Как только императорская чета появилась на разукрашенных в их честь парижских улицах, там повсюду вспыхивали громкие овации.
Когда их карета выехала на Большие бульвары, то восторженные крики французов уже не прекращались ни на минуту, Взволнованный царь улыбался и всех радушно приветствовал. Императрица была так довольна тем, что хоть в этот день она не слышит злобной критики в свой адрес, — одни лишь громкие, многократно повторяемые здравицы в ее честь доносились до ее ушей, и она краснела, словно ей было из-за этого стыдно.
В другой карете с кормилицей ехала маленькая Ольга, и парижане к обычным здравицам добавляли еще и озорную — «Да здравствует малютка! Да здравствует великая ккяжна!» и даже «Да здравствует нянька!», и когда та поняла, что это толпа приветствует ее, няньку, то на повороте на улицу Ришелье она встала в карете и принялась посылать воздушные поцелуи толпе, вызывая хохот у стоявших в первых рядах!
Александра вдруг заметила своему мужу:
— Как, однако, все здесь не похоже на день нашего коронования!
Николай недовольно нахмурил брови. Сердце у него заколотилось в груди. Сильное волнение охватило его…
— Дорогая, Солнышко мое, нет пророка в своем Отечестве.
Александре его ответ не понравился. Она сказала ему:
— Ники, наша страна нас любит. Наша семья меня ненавидит. Доброхоты наговорили им о якобы прохладном отношении к нам со стороны наших подданных…
Она замолчала. Для чего предаваться горьким размышлениям? Не лучше ли упиваться вот этими восхитительными первыми часами их первого появления во французской столице?
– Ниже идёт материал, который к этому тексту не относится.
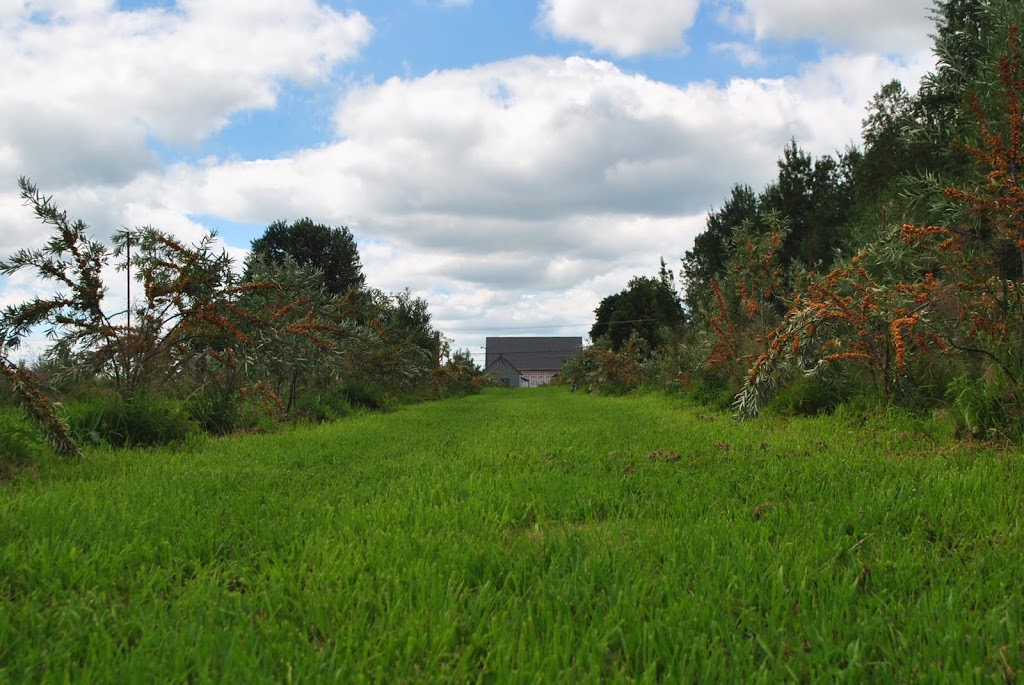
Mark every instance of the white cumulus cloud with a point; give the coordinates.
(88, 86)
(624, 29)
(899, 27)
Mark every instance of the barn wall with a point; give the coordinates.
(539, 377)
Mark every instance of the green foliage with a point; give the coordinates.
(140, 422)
(600, 370)
(18, 443)
(615, 540)
(332, 251)
(983, 409)
(811, 395)
(648, 309)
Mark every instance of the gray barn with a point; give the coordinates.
(528, 361)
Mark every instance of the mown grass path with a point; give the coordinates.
(521, 537)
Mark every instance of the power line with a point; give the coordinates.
(561, 326)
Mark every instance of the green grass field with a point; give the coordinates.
(522, 537)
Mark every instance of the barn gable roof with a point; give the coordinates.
(534, 353)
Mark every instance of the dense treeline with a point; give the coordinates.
(196, 346)
(891, 271)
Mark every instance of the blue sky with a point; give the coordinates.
(513, 162)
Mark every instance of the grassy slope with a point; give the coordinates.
(523, 536)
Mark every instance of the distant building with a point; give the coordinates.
(528, 361)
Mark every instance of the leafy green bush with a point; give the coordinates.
(218, 414)
(322, 407)
(120, 423)
(365, 396)
(812, 395)
(711, 389)
(17, 441)
(983, 409)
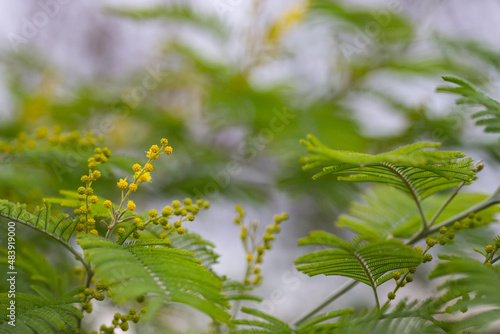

С первого вечера их ждали утомительные приемы.
Сейчас царь вспоминал об одном казусе. Его перед отъездом предупредили, что на официальном обеде в Елисейском дворце у президента Франции он должен присутствовать в черном фраке. Но такого костюма не было в его довольно впечатляющем гардеробе, где висели его военные мундиры, дворцовые одеяния, усеянные драгоценными камнями, домашние халаты, в которых он был похож на святого на иконе. Когда в последнюю минуту его главный камердинер узнал о том, что такой вечерний костюм необходим его хозяину, то тут же отправил адъютанта к придворному портному, которому и был заказан фрак. Портной, который до этого не имел дела с подобными выходными вечерними нарядами, оказался в затруднительном положении. На следующий день он отправил своего лучшего закройщика прямо в Париж, чтобы там тот собственными глазами посмотрел на последние образцы этих злосчастных фраков. Закройщик три дня изучал эти туалеты в городе всемирной моды. После его возвращения портной сшил то, что от него требовалось, и фрак обошелся царю в семьсот рублей, — сто — материал и работа, а шестьсот — расходы на пребывание в Париже закройщика!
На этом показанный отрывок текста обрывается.